Zeze mengangguk. Ia membayangkan nama-nama keluarga kerajaan Aplistia di dalam kepalanya. Zesto, Enochlei, Ankhatia, Asteri, Edafos, Haedos, Algarius, Aposto, Qiseidon, dan yang terakhir Zilevo. Semuanya berjumlah sepuluh. Untung saja ia masih ingat karena selalu dicecar oleh Madam Thoryvos.

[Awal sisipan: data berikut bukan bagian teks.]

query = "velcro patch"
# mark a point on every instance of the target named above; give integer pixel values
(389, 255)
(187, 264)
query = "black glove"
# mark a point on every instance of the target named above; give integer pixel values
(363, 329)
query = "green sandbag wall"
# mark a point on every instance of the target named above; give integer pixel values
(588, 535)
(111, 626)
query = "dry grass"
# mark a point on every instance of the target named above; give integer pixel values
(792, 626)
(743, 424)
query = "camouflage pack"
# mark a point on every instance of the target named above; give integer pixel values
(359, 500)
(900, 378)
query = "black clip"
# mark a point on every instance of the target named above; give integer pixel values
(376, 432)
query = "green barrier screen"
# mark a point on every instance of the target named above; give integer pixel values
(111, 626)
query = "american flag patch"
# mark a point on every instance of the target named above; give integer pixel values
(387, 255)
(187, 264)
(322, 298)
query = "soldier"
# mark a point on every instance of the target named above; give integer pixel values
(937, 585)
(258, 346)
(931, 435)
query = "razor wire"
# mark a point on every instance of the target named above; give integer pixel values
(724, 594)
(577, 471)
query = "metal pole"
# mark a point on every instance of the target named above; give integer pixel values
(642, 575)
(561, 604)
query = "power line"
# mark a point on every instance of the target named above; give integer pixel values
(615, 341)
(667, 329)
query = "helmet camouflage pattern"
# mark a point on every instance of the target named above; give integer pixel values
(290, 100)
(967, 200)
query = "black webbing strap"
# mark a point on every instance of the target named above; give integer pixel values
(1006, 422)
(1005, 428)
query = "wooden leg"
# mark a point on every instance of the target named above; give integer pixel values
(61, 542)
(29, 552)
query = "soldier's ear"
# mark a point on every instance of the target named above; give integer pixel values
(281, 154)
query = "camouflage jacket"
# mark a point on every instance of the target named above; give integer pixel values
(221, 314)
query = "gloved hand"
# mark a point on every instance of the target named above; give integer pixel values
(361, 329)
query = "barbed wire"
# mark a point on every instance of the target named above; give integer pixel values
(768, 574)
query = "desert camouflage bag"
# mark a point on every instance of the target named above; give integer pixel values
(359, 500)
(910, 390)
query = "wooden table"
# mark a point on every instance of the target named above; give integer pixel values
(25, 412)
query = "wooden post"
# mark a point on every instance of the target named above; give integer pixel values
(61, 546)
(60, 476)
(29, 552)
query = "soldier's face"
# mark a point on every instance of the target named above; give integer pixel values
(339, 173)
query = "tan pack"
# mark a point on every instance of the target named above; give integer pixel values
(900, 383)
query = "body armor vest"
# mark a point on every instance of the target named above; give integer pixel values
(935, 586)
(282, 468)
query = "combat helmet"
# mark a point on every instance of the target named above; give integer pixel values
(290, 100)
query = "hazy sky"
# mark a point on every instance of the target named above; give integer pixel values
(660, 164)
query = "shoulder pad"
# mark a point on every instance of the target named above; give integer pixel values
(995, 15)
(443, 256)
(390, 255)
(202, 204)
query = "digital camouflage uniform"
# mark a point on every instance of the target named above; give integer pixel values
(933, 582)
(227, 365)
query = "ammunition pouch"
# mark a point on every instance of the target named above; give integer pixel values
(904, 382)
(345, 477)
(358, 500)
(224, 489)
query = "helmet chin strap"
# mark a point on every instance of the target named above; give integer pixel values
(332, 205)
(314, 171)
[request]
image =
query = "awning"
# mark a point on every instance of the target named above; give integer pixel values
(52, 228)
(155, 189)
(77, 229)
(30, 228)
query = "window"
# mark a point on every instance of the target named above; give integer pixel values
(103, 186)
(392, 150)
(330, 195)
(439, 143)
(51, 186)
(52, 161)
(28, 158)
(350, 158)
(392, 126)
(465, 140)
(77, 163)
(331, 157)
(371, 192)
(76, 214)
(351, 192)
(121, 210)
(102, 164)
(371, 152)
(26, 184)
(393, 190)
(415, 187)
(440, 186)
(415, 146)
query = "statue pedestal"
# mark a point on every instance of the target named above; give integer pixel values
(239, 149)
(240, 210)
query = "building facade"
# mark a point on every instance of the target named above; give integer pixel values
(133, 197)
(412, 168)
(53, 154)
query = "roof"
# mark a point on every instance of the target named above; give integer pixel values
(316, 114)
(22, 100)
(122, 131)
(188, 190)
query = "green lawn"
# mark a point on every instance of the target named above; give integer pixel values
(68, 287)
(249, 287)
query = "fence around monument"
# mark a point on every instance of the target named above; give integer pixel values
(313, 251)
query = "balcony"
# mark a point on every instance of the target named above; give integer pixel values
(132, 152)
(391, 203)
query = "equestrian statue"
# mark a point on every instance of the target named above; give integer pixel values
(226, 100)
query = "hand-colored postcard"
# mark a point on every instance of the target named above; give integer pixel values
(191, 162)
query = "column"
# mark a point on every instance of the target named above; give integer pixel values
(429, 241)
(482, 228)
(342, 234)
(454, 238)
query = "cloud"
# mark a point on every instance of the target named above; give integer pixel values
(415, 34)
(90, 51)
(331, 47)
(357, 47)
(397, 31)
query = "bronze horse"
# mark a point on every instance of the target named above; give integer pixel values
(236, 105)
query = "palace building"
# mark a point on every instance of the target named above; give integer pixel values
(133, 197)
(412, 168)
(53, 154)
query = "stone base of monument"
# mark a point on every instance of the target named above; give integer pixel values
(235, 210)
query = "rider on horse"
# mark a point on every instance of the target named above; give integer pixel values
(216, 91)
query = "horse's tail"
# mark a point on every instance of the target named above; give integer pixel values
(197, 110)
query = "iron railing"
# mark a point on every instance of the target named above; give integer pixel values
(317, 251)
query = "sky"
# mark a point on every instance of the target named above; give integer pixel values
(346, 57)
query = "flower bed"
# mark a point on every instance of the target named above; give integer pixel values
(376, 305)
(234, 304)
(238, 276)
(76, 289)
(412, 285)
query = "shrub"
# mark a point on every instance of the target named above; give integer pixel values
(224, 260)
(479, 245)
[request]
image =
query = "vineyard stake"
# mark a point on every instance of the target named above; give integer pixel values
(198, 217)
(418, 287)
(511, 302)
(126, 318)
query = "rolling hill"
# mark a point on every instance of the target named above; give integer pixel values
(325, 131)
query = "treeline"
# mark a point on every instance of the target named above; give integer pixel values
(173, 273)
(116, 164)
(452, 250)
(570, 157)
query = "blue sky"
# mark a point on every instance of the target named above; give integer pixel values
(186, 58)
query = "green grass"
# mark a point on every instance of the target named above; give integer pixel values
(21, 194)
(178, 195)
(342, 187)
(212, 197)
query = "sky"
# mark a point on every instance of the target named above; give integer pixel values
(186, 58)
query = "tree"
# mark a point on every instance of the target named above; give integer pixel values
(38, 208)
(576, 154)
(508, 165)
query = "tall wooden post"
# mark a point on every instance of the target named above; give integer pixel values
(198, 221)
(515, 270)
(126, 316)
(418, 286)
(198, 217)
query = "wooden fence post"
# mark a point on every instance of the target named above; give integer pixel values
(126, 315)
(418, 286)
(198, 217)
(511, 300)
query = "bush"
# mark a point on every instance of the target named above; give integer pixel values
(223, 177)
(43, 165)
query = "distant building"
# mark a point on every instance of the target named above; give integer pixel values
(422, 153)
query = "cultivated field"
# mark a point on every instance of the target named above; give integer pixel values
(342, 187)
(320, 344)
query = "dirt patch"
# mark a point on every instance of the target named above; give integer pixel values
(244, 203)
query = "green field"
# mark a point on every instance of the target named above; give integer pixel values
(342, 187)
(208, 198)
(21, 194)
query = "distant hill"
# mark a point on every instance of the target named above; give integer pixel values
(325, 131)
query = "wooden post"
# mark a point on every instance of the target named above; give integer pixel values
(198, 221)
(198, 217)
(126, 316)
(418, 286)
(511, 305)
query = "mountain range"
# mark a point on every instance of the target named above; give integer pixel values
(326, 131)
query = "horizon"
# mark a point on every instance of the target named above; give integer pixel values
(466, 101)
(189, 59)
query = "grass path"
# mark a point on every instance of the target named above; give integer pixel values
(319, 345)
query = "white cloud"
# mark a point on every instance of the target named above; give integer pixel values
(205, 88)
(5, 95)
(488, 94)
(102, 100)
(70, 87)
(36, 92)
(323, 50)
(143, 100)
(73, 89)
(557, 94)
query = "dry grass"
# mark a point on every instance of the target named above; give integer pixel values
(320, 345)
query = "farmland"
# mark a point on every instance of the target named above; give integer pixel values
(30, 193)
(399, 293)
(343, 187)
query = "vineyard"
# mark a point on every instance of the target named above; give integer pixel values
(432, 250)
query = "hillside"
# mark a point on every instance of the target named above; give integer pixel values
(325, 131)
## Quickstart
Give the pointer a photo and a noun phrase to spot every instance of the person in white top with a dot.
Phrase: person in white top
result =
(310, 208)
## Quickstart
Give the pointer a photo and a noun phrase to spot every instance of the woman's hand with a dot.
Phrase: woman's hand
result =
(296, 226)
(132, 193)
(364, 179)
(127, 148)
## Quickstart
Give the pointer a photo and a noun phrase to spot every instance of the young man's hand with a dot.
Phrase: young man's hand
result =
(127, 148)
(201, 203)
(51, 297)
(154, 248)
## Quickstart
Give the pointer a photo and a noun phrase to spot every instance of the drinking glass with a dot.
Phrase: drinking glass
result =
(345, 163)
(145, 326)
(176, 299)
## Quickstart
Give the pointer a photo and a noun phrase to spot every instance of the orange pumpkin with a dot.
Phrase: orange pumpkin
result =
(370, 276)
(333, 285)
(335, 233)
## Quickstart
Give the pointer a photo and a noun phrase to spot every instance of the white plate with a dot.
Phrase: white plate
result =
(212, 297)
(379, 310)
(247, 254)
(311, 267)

"Mungkin tidak banyak yang menyinggung ini, tapi hal ini sudah menjadi rahasia umum di kalangan para bangsawan. Di Aplistia terdapat 3 kubu yaitu kubu kanan, kiri, dan tengah." Driko menyapukan matanya ke setiap wajah yang menatapnya dengan serius.
"Kubu kanan adalah mereka yang berada pada faksi bangsawan, atau yang pro terhadap para bangsawan. Enochlei adalah keluarga kerajaan yang berdiri di kubu kanan. Keluarga ini adalah perdana menteri turun temurun Kerajaan Aplistia. Sampai akhirnya ayah Kion, Yang Mulia Raja Gen Naios Zesto, membubarkan sistem kerajaan ini 10 tahun yang lalu.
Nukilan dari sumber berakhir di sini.